Все сели на скамьи, но Ромодановский и Минин остались стоять. Приглашать их так же присесть было нельзя, все же нужно подчеркивать статусность думских бояр. Хотя по родовитости Ромодановский не так чтобы сильно уступал остальным. Но, ничего. Соберутся иные и введу его в Думу. Вроде бы не глупый дядька.
А вообще эта Дума мне нравится. Не только потому, что большинство людей в ней я бы мог условно называть своими, но и потому, что чаще всего бояре находятся при деле, и у них не так чтобы и много время остается на то, чтобы плести интриги и кооперироваться в группировки.
— Государь-император, — князь Пожарский степенно встал, горделиво задрал подбородок…
Вот как есть, ведут себя бояре, словно какие звери, что друг перед другом хвосты распушают. Не такой Пожарский даже наедине со мной, императором, но перед другими боярами… орел.
— У ляхов восемнадцать тысяч пехоты и шесть тысяч конных, при сорока пушках. Еще прибавить нужно казаков, число которых неизвестно, так как они завсегда в разъездах и грабежах. Еще прибыл к ним большой отряд в тысячи две шляхетского ополчения под командованием Рожинского.
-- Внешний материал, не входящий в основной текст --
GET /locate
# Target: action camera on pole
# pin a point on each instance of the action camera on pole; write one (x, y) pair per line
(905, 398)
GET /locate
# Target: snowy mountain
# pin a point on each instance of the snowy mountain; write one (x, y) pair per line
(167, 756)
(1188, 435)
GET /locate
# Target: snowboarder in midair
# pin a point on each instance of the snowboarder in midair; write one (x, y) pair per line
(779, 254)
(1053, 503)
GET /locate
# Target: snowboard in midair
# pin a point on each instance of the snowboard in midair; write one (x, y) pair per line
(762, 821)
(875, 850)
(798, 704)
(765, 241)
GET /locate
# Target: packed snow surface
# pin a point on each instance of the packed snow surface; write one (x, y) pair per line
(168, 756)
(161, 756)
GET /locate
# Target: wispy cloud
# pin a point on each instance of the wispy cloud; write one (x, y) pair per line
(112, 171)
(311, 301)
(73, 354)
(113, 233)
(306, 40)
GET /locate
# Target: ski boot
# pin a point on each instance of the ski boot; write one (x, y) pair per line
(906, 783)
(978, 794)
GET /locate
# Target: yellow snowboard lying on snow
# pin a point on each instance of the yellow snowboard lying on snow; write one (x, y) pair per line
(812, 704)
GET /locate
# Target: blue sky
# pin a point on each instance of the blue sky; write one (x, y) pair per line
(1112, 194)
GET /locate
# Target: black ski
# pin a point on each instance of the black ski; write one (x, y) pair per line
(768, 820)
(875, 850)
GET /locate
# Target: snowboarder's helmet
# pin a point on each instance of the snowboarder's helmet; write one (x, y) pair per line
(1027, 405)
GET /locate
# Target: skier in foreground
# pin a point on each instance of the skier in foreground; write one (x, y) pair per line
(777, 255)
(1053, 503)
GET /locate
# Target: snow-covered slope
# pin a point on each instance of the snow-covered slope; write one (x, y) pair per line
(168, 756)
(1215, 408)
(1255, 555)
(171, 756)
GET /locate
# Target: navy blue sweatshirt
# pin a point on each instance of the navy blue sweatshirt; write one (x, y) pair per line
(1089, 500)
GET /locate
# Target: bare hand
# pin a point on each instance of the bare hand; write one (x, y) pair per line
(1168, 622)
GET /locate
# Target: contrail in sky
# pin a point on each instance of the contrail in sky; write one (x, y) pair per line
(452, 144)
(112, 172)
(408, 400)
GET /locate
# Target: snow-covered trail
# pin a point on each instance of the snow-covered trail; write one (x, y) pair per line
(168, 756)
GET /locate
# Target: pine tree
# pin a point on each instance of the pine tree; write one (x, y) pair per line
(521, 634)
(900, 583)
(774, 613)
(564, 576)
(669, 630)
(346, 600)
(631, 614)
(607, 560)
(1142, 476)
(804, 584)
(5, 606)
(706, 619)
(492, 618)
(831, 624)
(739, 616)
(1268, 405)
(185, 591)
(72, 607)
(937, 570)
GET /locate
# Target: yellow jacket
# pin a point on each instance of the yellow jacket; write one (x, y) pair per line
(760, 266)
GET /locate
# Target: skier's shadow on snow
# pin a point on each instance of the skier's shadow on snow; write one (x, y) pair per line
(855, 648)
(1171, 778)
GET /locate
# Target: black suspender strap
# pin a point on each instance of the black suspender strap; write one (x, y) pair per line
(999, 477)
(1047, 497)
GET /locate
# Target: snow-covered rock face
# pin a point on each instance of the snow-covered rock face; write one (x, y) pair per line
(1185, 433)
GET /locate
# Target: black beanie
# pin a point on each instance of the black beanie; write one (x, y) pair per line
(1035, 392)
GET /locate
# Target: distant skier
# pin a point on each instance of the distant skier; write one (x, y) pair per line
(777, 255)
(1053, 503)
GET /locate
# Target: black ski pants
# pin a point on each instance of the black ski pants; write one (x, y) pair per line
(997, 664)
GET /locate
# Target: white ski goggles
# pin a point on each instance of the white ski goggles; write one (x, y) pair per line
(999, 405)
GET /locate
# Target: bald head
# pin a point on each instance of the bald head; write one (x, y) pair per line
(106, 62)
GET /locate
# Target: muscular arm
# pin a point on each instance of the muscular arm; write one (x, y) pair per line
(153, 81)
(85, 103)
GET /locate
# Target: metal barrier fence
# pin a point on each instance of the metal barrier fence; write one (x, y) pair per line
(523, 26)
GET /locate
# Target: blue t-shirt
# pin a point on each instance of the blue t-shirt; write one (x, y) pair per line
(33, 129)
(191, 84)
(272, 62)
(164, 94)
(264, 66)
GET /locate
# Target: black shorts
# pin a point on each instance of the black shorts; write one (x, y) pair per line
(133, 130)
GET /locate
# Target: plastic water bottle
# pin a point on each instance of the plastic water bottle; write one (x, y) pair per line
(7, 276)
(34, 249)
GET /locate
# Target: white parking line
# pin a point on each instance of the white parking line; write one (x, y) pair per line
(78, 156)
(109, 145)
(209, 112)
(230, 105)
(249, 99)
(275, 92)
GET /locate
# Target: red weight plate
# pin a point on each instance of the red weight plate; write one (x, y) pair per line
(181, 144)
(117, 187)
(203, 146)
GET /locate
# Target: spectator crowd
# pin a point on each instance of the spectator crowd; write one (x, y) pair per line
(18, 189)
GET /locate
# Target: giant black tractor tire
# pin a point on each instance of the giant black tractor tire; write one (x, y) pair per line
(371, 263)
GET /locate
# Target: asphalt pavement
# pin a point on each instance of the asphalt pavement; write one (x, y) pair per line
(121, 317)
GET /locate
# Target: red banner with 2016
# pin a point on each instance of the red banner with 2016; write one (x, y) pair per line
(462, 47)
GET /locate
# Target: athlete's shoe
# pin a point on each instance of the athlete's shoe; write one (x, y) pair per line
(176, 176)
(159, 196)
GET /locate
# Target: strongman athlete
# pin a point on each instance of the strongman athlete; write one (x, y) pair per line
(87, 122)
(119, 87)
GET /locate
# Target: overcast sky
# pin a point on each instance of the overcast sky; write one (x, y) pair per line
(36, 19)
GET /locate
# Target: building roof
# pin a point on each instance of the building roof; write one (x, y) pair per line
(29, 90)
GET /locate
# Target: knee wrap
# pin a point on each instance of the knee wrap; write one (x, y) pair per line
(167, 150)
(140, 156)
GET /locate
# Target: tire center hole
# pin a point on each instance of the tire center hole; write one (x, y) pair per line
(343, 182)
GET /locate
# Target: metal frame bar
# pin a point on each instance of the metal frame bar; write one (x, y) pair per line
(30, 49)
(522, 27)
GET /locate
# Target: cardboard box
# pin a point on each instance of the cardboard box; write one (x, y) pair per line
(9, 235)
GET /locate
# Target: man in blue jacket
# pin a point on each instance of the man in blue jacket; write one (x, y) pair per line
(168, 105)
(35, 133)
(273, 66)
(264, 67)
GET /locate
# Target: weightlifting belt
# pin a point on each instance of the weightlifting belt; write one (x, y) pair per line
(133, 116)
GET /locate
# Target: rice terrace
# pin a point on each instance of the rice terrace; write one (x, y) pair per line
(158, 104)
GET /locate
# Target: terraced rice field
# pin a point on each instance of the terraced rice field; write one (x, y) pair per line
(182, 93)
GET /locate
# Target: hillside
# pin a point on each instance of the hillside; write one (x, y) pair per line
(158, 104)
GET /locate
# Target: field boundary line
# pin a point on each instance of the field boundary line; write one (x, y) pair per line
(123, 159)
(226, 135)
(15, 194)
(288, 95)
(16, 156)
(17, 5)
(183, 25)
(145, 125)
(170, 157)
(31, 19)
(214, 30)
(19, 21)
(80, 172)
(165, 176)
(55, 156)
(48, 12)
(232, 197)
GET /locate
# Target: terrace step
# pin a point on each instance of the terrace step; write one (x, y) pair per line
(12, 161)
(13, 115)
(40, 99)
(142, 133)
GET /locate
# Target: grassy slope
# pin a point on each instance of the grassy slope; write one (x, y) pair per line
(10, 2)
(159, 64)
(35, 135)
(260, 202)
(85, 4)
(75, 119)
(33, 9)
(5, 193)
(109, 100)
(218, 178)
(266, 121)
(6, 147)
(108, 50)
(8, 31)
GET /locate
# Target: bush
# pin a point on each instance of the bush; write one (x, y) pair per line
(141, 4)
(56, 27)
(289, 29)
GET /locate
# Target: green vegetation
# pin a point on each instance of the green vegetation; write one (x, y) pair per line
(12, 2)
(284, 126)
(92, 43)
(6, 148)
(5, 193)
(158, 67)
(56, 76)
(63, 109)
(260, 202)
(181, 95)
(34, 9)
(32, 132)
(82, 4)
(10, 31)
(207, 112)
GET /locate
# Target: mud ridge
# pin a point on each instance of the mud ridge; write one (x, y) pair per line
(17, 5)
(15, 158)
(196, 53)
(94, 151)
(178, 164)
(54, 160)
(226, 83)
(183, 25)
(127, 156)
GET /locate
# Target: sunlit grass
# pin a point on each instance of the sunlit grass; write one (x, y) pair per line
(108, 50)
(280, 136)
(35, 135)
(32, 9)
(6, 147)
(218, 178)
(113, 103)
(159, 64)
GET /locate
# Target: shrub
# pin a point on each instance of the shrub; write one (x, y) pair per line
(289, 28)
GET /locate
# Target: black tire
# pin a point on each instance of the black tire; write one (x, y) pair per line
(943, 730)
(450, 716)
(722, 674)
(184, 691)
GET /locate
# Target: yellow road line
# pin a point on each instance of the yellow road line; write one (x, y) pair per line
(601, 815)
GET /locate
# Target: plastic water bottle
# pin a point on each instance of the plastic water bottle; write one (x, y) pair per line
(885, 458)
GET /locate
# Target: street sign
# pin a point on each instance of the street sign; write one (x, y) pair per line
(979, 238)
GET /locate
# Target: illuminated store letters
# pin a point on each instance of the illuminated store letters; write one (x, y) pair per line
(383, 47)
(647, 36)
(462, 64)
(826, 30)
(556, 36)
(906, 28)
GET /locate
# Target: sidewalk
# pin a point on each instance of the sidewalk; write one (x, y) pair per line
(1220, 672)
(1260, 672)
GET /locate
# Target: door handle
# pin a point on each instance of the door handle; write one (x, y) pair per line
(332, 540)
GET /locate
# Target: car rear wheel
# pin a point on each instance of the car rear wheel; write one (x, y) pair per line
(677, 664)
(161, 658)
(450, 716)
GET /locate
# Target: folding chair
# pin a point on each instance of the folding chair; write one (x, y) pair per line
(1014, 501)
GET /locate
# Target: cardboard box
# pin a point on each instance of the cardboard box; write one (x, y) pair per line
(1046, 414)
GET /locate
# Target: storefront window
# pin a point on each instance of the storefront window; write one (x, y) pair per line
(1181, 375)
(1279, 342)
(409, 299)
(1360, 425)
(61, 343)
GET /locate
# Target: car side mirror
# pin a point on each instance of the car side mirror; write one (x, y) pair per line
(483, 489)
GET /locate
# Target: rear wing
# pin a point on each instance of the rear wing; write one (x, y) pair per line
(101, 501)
Сказывают, что он зело деятельный, много литовской шляхты поднял, — докладывал Пожарский.
Князь, скорее, не докладывал, а доводил до сведения остальных, что именно происходит. Я уже знал о нашем плачевном положении. Может и не плачевном, но сложном в плане выбора правильных ответных действий.
Пожарский называл лишь приблизительные данные. Прилетела птичка из Брянска с сообщением победы и с цифрами. И были некоторые сомнения в правдивости оценки количества противника, особенно того, который уже удобряет брянскую землю своим телом. Что-то слишком много набили брянские удальцы. Если это подтвердится, то быть им героями, воспетыми в газете. Лично очерк напишу.